Nein, Herr Etscheit, nur wegen einer verpatzten Inzenierung – im Falle des Rings derer vier – zerbröselt nicht der Mythos von Bayreuth. Es hat immer schon Regisseure gegeben, die dem Werk nicht gerecht wurden. 1983 zum Beispiel war ich in Bayreuth der Romantik“-Inzenierung des Engländers Peter Hall, der im Rheingold tausende Liter Wasser in ein Schwimmbecken füllen ließ, in dem sich die Rheintöchter dann vergnügten, ausgesetzt und nach dem Rheingold entsetzt die Restkarten verkauft und nach Hause gefahren. „The best is yet to come“ – Es wird sich schon wieder ein Regisseur finden, der das Bayreuther Publikum zu elektrisieren weiß. Ich war übrigens sehr überrascht, wie mich die letzten Lohengrin-, Meistersänger- und Holländer-Inzenierungen bereits als 3sat-Fernsehübertragung begeisterten. Es geht also doch. In einem aber muss ich Ihnen Recht geben: Auf in die Provinz! Ich habe in den vergangenen Jahren eine umwerfende und so schnell auch von großen Häusern nicht zu überbietende Ring-Aufführung in dem „kleinen“ Städtchen Minden erleben dürfen, in dem vermutlich kleinsten Theater, in dem jemals der Ring dargeboten wurde. Das wird für mich auch für die nächsten Jahre die „definitive“ Ringinzenierung bleiben. Komme da in Bayreuth, was wolle…
Der Fehler war einfach der, daß das Rheingold nicht mit Uran 235 etikettiert wurde (als umweltkritisches Element gegen die Laufzeitverlängerung) und Alberich daraus keinen Cockring schmiedete, den er hätte überziehen können vor den Augen des Publikums (als Hinweis auf die toxische Männlichkeit). Wie echte Wagnerianer:Innen wissen, wechselt der Ring seine/n Besitzer:In während der 4 Tage, sodaß der Überziehakt mehrfach zu sehen gewesen wäre. Die Besitzer:Innen währen dann nicht nur im übertragenen Sinne “verstrahlt”. Schade - eine Chance wurde vertan.

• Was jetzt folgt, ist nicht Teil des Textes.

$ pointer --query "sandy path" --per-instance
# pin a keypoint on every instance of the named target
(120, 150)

Sang man*in wenigstens genderkonform und konnten die Schau- und Sangesbarden*innen jederzeit das Geschlecht während der Aufführung wechseln? Nein? Welch Frevel an den Diversen*innen.
“... der privatim vielleicht ein sächselnder, antisemitischer Kotzbrocken gewesen ist ...” Bevor das so populistsich rausgehauen wird, sollte man bedenken, dass das heutige Verständnis von “antisemitisch” (- oder auch das der Nazis) nichts mit dem zu tun hat, wie damals über “die Judenfrage” gedacht und argumentiert wurde. Damals meinte man (- auch Wagner), dass die bewusste Aufrechterhaltung kultureller und ritueller Besonderheiten Integration unmöglich machte; man forderte die Integration durch Assimilation. Das hat mit den Rassenideen der Nazis und mit dem Anti-Israelismus der Linken nichts zu tun. Natürlich wird man aus heutiger Sicht die Forderung nach Abkehr von den kulturellen Besonderheiten ablehnen, in Deutschland wird ja sogar das Ziel “Integration” von Typen wie Ataman abgelehnt. Und auch Erdogan appelliert ja an “seine” Bürger in Deutschland, sich nicht zu integrieren, geschweige denn zu assimilieren. Vielleicht war Wagners (und anderer Zeitgenossen) Forderung nach Assimilation nicht so verkehrt. (Andererseits: Kulturelle und religiöse Assimilation schützte Juden nicht, als die National-Sozialisten mit ihrem Rassenwahn kamen.)